Percentagens relevantes de portadores de talassemia são registrados no
Canadá, nos Estados Unidos, no Brasil, na Argentina, na Índia, na Austrália e
em outros países.
A beta-talassemia (β talassemia) ocorre quando há uma redução das
cadeias beta da globina que se encontram estruturalmente normais. É causada
por mutações heterogêneas que afetam o locus da cadeia da beta-globina.
Esses defeitos genéticos levam a reduções variáveis da beta-globina, variando
de mínimo déficit, como ocorre na β+ talassemia, até a ausência completa,
como na βo talassemia.
Na β talassemia, a síntese da cadeia alfa (α) é normal, resultante de os
genes da alfa-globina não serem afetados, o que desenvolve um acúmulo de
precursores eritróides, originados no excesso de alfa-globina não-pareada, a
qual não é capaz de formar tetrâmeros viáveis, produzindo corpúsculos de
inclusão que são responsáveis pela destruição intramedular extensa de
precursores eritróides, sendo os causadores da eritropoiese ineficaz que
caracterizam as β talassemias.
A anemia da β talassemia é complexa e resultante da combinação entre
eritropoiese ineficaz, hemólise e redução da síntese de hemoglobina.
A β talassemia clássica é herdada como uma herança mendeliana
haplo-insuficiente recessiva. A mais severa é a βo talassemia, que é
caracterizada pela completa ausência de Hb A (α β ), resultando da herança de
dois alelos βo. Esta alteração é responsável pelos pacientes com talassemia
major que apresentam anemia profunda aos 6 meses de idade e que devem
ser submetidos a transfusões regulares de hemácias para sua sobrevivência.

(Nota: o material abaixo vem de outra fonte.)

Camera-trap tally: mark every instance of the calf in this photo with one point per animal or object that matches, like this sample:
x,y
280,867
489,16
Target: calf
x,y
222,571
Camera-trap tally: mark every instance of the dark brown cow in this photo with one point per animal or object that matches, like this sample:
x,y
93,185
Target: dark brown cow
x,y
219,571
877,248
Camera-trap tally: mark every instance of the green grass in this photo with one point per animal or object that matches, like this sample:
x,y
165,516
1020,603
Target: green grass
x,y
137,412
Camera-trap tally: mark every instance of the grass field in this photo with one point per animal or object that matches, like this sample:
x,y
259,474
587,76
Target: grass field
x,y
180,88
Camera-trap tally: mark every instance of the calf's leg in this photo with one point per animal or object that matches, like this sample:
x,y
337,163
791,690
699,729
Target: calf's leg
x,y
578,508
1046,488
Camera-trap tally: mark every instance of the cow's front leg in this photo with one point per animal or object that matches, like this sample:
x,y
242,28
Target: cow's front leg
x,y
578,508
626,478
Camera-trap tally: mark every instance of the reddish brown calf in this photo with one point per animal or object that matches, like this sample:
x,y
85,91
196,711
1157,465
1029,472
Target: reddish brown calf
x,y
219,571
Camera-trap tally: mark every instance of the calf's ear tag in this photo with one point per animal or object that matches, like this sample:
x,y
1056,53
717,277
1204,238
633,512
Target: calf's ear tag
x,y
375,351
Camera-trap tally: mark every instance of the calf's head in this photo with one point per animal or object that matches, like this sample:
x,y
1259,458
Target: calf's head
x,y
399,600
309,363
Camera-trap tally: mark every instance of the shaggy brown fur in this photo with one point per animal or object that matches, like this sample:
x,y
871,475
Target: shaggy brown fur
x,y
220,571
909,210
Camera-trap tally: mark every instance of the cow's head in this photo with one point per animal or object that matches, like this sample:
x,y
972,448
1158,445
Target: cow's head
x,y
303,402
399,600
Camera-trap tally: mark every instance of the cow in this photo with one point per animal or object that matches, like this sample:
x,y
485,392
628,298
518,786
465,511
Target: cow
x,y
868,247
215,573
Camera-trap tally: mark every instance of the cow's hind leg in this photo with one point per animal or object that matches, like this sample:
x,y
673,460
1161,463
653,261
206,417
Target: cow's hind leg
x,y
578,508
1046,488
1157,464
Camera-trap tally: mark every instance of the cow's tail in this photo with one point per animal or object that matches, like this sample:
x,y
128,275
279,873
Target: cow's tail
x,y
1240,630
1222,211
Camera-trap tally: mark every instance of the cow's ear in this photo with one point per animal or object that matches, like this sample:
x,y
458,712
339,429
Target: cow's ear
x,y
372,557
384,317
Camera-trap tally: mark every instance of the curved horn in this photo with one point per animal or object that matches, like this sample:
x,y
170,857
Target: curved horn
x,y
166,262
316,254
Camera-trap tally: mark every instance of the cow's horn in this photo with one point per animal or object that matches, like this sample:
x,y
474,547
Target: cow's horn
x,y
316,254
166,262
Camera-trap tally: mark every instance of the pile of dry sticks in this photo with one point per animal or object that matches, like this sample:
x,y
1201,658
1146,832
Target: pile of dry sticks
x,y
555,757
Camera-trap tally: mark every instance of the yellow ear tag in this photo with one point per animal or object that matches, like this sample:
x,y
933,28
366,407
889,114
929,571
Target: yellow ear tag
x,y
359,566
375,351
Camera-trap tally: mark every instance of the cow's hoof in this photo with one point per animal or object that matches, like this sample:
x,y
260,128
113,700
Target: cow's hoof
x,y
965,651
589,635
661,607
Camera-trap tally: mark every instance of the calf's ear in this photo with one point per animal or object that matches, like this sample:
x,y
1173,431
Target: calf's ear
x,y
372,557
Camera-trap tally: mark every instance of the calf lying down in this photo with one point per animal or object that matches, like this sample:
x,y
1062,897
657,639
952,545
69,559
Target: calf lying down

Indivíduos que tenham herdado um único alelo β talassêmico (βo ou β+)
possuem o chamado traço talassêmico. Geralmente, são assintomáticos,
manifestando uma anemia leve hipocrômica microcítica, elevados níveis de Hb
A (α & ) e níveis variáveis de Hb F (α γ ).
A herança de dois alelos de β talassemia nem sempre leva a quadros de
talassemia major. Muitos pacientes com esses dois alelos têm uma doença
mais leve, variando desde uma dependência menos constante de transfusão
até quadros que se confundem com indivíduos com traço talassêmico. Esses
indivíduos são chamados de talassêmicos intermédios.
Os indivíduos heterozigotos também são heterogêneos. Em alguns
casos, o alelo da talassemia β é tão inexpressivo que é considerado
fenotipicamente silencioso. Em outros, o estado heterozigoto pode se
manifestar de forma tão severa quanto em um paciente com talassemia major.
QUADRO CLÍNICO E DIAGNÓSTICO
Ao nascimento, pacientes com β talassemia major apresentam-se
clinicamente normais, uma vez que a produção da cadeia beta da globina não
é essencial durante a vida fetal e o período perinatal.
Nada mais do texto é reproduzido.